Friday, October 8, 2010

An Ordinary Wedding

Last month, I bought Devyn a subscription to a bridal magazine.  She's been having fun checking out the pictures of dresses and flowers, reading the advice and ideas of both experts and other brides.  But we've also realized something that maybe we knew before--but that has now been brought into glaring focus.

No one wants an ordinary wedding.

At first glance, that sounds reasonable, doesn't it?  After all, we've been told that the wedding is the biggest day in a girl's life.  In some ways, that's true.  In the best of all worlds, each young woman and young man has only one wedding day.  It should be memorable.

But when the bride's goal is to throw a wedding that no guest will ever forget, she's missing the mark.  And when she--or her mother--begin to obsess over every detail, they're setting themselves up for heartache, because I can assure you of this:  the perfect wedding does not exist.

I've talked to brides over the years who understand this.  "I'm not really worried about what the tables look like, but the food has got to be wonderful," one might say.  Or "For me, if the music isn't exactly what I want, I'm going to be really disappointed."  And that's okay, because it's not too difficult to make one aspect of the wedding just about perfect.  Really, it's probably not impossible to have even two or three parts go amazingly well.  It's only when you attempt to have everything exactly 100% right that you may be setting yourself up for disappointment.

I'd love to tell all brides that it's perfectly all right to have an ordinary wedding.

My sister is a midwife, and she sometimes encounters patients who have very high expectations for their births.  Because nature is a funny thing, more than once those moms who go into labor and delivery envisioning a drug-free, intervention-free birth end up having some assistance or even a caesarean section.  And sometimes after the fact, the moms are disappointed because the birth didn't go as they had pictured it.  My sister reminds them that the successful outcome of a birth is a healthy baby and healthy mom; everything else is extraneous (nice, but not the goal).  I feel the same way about weddings:  as long as the bride and groom are man and wife at the end of the day, it's all good.

There are weddings where every detail is addressed with great scrutiny.  At every turn, the guests are pampered and feted, amazed and delighted.  From the flowers on the pews to the covers on the chairs to the croutons on the salads, all decisions are agonized over and debated.
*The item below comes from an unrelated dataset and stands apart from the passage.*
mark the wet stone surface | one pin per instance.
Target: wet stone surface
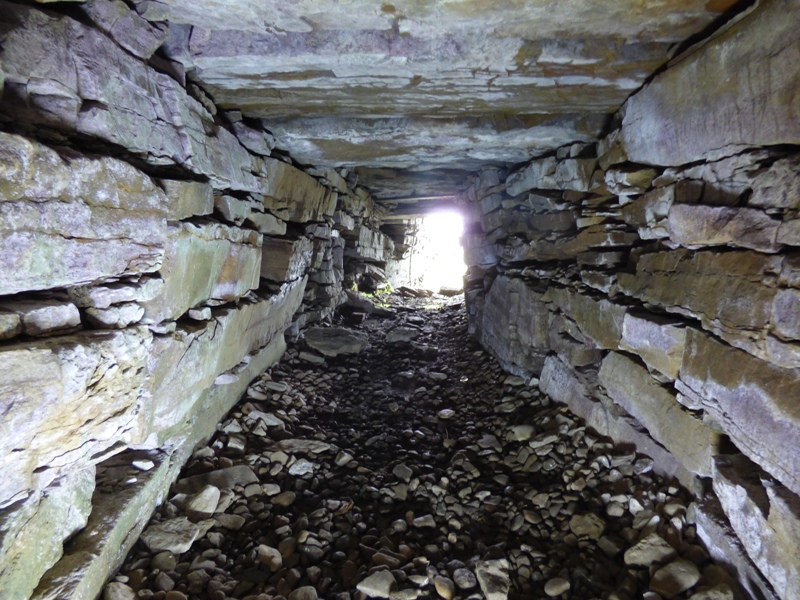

And then there are weddings where the venue, the food and the flowers are great, where the guests have a good time and leave with happy high hopes for the new couple.

Neither of these weddings is better than the other, because the reality is that if the marriage is successful, the wedding day is not the pinnacle of the relationship, only the first in a string of happy memories.

Here's to weddings, both ordinary and extraordinary.

1 comment:

  1. Thanks for the shout-out! LOL!

    And you are right...the best weddings are the ones where you can feel the love the bride and groom have for each other and you feel as though you are sharing in that love on their special day.